Asian teams fight over just four guaranteed World Cup berths, with a fifth available in an intercontinental playoff. For 2014, the playoff will be against a South American team.
Blatter says reorganizing the "geopolitical and democratic side'' of FIFA - likely increasing the share for developing regions - should be the final phase of his reform program until 2015, when the next FIFA election is scheduled. He has recently backed away from a 2011 promise that his current four-year mandate is his last.
"This will be the last term, not of office, but the last term of reform, therefore in 2015 we shall have finished our reform,'' he said of a program launched after a series of scandals implicated members of his ruling board.
Blatter's proposal to increase Asia's World Cup representation at the expense of Europe should broaden his voting bloc against UEFA president Michel Platini, who is expected to run for the FIFA presidency in 2015
"Perhaps we should not change a lot but we have the right, and you have the right, and I have the obligation and the responsibility to bring this matter to discussion,'' Blatter said.
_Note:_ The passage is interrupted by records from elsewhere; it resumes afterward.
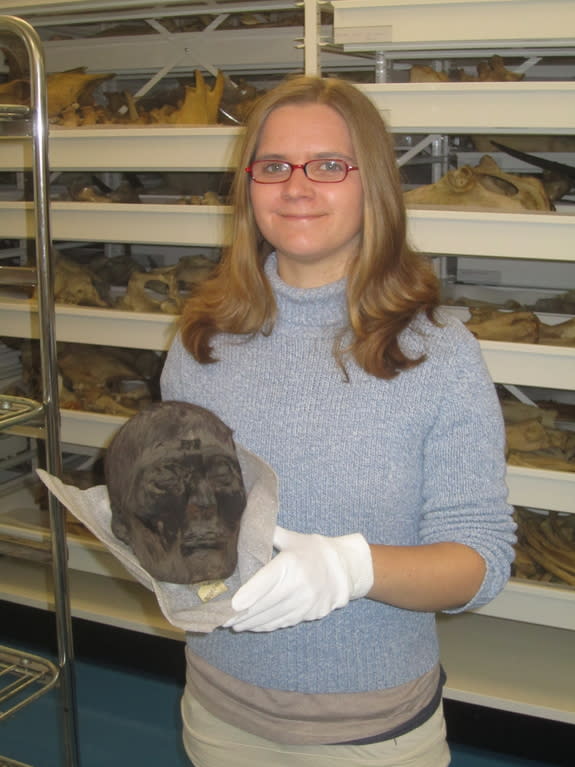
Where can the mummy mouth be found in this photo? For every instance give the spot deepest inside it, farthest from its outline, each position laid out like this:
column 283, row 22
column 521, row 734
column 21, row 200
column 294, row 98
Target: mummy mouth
column 190, row 547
Since the World Cup was expanded to 32 teams at the 1998 tournament in France, the knockout stages have been dominated by European and South American teams. They represent 63 countries, less than one-third of FIFA's current 209 members.
"There is no chance to kick them out before one of them is in the semifinals,'' Blatter lamented to his Asian voters.
In the 32-team era, South Korea is the only team outside Europe and South America to reach the semifinals - and the 2002 co-host's run to the last four famously benefited from favorable refereeing decisions against European opponents.
No team from Asia or the 35-nation CONCACAF region, which includes Mexico and the United States, has reached the quarterfinals at the past two World Cups.
Still, those confederations have succeeded at the 2012 London Olympics and FIFA youth tournaments, Blatter noted.
The Olympic gold medals were won by Mexico's men and the United States women. South Korea won men's bronze and Japan's women got silver.
"That means if you have same number of participants from all continents that there is a balance of strength and a balance of forces,'' Blatter said, drawing applause from delegates.
Blatter also noted that half of FIFA's revenue - which totals more than $1 billion each year - comes from Asian broadcasters and sponsors. World Cup backers include Sony and Hyundai.
The Americas provides 30 percent and "Europe is left with less than 20 percent,'' Blatter said.
Platini was not present to hear Blatter's speech, having left Kuala Lumpur late Thursday following a gala dinner hosted by the AFC.
Blatter concluded by asking Asian delegates to bring suggestions to the FIFA agenda.
"Play your power but play it well in solidarity with the others,'' he said.